Color a cube with exactly 6 colors using Polya enumeration theory

combinatoricsdiscrete mathematicspolya-counting-theorysolution-verification

I have seen in other questions (Painting the faces of a cube with distinct colours) , and found for myself there are 30 colorings of the cube with exactly 6 colors. My issue is when I use Polya enumeration theory I take the number of colorings up to 6 to be $\frac{1}{24}(6^6+3*6^4+12*6^3+8*6^2)$ (https://en.wikipedia.org/wiki/P%C3%B3lya_enumeration_theorem) and subtract the number of colorings up to 5, $\frac{1}{24}(5^6+3*5^4+12*5^3+8*5^2)$ to get 1426. What is wrong with my application of Polya enumeration theory? How could I fix it?

Best Answer

Let $f(m) = \frac{1}{24} (m^6 + 3m^4 + 12m^3 + 8m^2)$.

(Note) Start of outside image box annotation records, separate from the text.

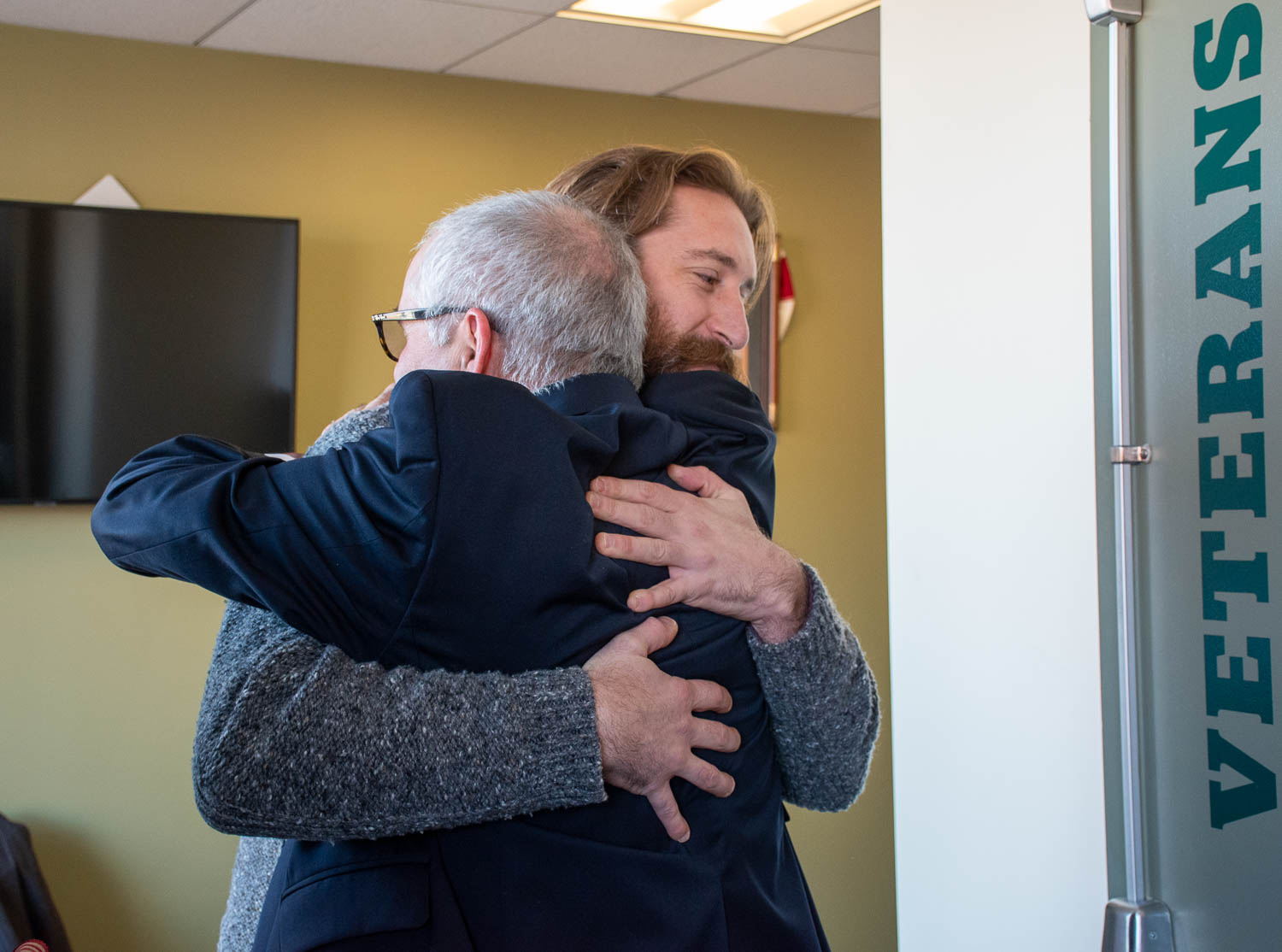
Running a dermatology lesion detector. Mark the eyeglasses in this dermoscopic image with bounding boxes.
[371,303,467,361]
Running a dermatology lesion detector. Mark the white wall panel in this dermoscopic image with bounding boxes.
[882,0,1108,952]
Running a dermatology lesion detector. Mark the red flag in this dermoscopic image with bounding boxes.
[776,246,797,341]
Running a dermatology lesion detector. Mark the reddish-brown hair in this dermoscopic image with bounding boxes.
[548,144,774,305]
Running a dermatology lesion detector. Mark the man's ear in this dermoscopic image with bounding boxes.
[459,308,503,377]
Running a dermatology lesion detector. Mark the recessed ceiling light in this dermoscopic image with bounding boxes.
[556,0,881,44]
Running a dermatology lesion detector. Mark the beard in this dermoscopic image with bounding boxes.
[643,301,746,383]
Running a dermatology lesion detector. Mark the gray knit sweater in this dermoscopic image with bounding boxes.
[203,406,881,952]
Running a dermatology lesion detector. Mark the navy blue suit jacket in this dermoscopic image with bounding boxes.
[94,372,826,952]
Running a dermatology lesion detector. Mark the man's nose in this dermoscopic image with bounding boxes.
[709,295,748,350]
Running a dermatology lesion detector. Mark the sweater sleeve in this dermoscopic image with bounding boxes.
[749,565,881,810]
[192,406,605,839]
[192,602,605,839]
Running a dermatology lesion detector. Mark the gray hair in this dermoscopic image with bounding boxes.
[408,192,646,390]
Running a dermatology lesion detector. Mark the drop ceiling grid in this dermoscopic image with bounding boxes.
[0,0,879,116]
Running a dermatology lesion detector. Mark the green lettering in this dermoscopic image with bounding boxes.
[1195,203,1263,308]
[1194,96,1261,205]
[1197,433,1267,519]
[1197,320,1264,423]
[1203,634,1273,724]
[1207,731,1279,831]
[1202,532,1269,621]
[1194,3,1264,90]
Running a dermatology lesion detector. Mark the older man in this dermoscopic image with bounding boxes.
[94,193,826,952]
[194,146,879,952]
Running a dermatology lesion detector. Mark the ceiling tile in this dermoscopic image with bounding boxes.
[449,18,762,95]
[669,44,879,115]
[202,0,538,70]
[445,0,574,16]
[792,6,881,52]
[0,0,245,44]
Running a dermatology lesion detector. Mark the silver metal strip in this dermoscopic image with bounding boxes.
[1108,19,1148,903]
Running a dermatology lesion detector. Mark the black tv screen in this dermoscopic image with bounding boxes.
[0,201,299,502]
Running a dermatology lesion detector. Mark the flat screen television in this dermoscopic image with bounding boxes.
[0,201,299,502]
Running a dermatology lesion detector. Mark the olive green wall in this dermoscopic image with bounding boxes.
[0,26,895,952]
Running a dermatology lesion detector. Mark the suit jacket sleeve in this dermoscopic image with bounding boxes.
[92,373,438,659]
[643,373,881,810]
[192,602,605,839]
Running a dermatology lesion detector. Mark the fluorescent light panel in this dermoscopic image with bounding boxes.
[556,0,881,44]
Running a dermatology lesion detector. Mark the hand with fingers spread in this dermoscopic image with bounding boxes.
[587,465,809,643]
[584,618,738,843]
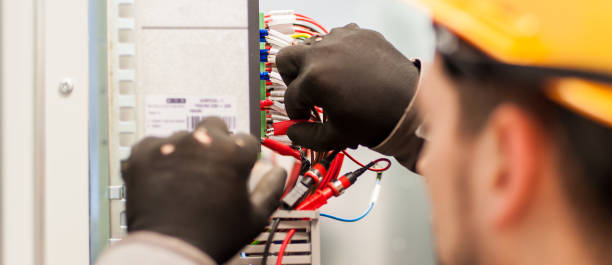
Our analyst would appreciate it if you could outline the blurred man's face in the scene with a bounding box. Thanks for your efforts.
[417,54,478,265]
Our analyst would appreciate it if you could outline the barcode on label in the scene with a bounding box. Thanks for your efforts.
[187,116,236,131]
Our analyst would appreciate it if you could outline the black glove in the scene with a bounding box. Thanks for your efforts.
[276,24,419,151]
[122,118,286,263]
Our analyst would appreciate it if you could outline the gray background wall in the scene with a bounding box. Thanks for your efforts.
[260,0,435,265]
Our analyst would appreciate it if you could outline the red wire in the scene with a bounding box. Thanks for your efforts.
[281,160,302,198]
[342,150,391,172]
[276,229,295,265]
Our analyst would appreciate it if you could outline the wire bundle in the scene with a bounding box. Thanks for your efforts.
[260,10,391,265]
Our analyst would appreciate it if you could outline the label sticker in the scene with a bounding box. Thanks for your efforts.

The problem is that you want to subtract the number of colorings that use 5 out of 6 colors, not the number that use 5 particular colors.

The fix to this approach would be to start by computing $f(6)-6f(5)$, but of course this overcounts some 5-colorings. So we proceed by inclusion-exclusion and find that the answer is $\sum_{i=0}^6 (-1)^i{m\choose i} f(m-i) = f(6) - 6f(5) + 15f(4) - 20f(3) + 15f(2) - 6f(1) = 30$.


Another equivalent approach is to compute the exponential generating function $F(X) = \sum_{m=0}^\infty f(m) X^n$.

It turns out that $F(X) = e^X p(X)$, where $p(X)$ is a degree $6$ polynomial. Then $G(X) = e^{-X} F(X) = p(X)$ is the exponential generating function for $g(m)$, the number of colorings with exactly $m$ colors.

We can compute $p$ explicitly, but it is straightforward to see that it has the same leading term as $f$, namely $\frac{1}{24} X^6$.

Then we can compute $g(6) = 6! \cdot [X^6] p(X) = \frac{6!}{24} = 30$.